We want create a multi-language phrasebook / dictionary for a specific area.
And now I'm thinking about the best data structure / data model for that.
Since it should be more phrasebook than dictionary we want to keep the data model / structure first simple. It should be only used for fast translation: i.e. user selects two languages, types a word and gets translation. The article and description parts are just for displaying, not for search.
There are some specific cases I'm thniking about:
- One term can be expressed with several (1..n) words in any language
- Any term can also be translated into several (1..m) words in another language
- In some languages the word's articel could be important to know
- For some words description could be important (e.g. for words from dialects etc.)
I'm not sure about one point: do I reinvent the wheel creating a data model by myself? But I couldn't find any solutions.

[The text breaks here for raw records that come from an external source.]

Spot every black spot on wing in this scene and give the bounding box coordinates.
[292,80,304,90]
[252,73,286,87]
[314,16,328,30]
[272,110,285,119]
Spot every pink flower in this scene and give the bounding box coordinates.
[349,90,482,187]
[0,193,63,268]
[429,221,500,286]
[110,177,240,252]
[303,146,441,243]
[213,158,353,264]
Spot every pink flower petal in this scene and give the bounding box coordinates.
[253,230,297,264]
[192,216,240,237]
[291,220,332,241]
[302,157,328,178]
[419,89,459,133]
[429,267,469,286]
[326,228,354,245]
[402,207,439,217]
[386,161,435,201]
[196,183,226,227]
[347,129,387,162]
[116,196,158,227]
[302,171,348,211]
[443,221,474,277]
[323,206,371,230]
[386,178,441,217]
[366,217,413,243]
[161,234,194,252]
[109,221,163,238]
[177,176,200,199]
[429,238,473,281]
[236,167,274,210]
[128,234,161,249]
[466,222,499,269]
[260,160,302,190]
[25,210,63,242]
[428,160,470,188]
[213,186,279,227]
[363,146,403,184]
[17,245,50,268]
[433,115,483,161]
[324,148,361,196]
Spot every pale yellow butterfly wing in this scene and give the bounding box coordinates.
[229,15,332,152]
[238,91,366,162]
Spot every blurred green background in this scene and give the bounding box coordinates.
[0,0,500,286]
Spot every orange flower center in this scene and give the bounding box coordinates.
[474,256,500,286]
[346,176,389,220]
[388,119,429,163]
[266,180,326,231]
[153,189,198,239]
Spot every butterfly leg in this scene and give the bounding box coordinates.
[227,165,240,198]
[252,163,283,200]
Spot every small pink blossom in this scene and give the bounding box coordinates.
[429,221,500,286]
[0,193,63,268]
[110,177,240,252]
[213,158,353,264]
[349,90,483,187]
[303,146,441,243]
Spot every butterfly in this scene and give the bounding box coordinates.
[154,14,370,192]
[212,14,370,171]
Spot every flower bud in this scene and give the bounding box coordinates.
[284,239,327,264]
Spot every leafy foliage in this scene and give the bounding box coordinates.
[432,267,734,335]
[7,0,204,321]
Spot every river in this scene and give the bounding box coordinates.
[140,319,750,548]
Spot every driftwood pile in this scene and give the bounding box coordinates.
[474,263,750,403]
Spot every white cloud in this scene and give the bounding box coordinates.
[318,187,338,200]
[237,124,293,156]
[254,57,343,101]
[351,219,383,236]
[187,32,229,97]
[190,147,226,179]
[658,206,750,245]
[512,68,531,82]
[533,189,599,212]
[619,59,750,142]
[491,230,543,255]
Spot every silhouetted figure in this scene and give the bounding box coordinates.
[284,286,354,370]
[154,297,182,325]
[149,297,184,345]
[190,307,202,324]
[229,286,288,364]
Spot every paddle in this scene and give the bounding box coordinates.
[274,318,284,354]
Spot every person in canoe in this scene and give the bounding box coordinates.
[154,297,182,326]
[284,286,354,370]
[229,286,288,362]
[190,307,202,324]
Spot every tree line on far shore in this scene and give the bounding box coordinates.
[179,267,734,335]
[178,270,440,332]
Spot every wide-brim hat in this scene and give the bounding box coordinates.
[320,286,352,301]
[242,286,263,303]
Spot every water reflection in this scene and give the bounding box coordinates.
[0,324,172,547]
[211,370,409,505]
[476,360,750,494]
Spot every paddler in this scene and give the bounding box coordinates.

I've just created a json data model I'm not sure about if it good enough or not:
[
{
wordgroup-id: 1,
en: [
{word: 'car', plural: 'cars'},
{word: 'auto', plural: 'autos'},
{word: 'vehicle', plural: 'vehicles'},
],
de: [
{word: 'Auto', article: 'das', description: 'Some explanation eg. when to use this word', plural: 'Autos'},
{word: 'Fahrzeug', article: 'das', plural: 'Fahrzeuge'}
],
ru: [...],
...
},
{
wordgroup-id: 2,
...
},
...
]
I also thought about some "corner" cases @triplee wrote about. I thought to solve them with some kind of redundance. Only the word group id and the word within a language should be unique.
I would be very thankfull for any feedback to the first draft of the data model.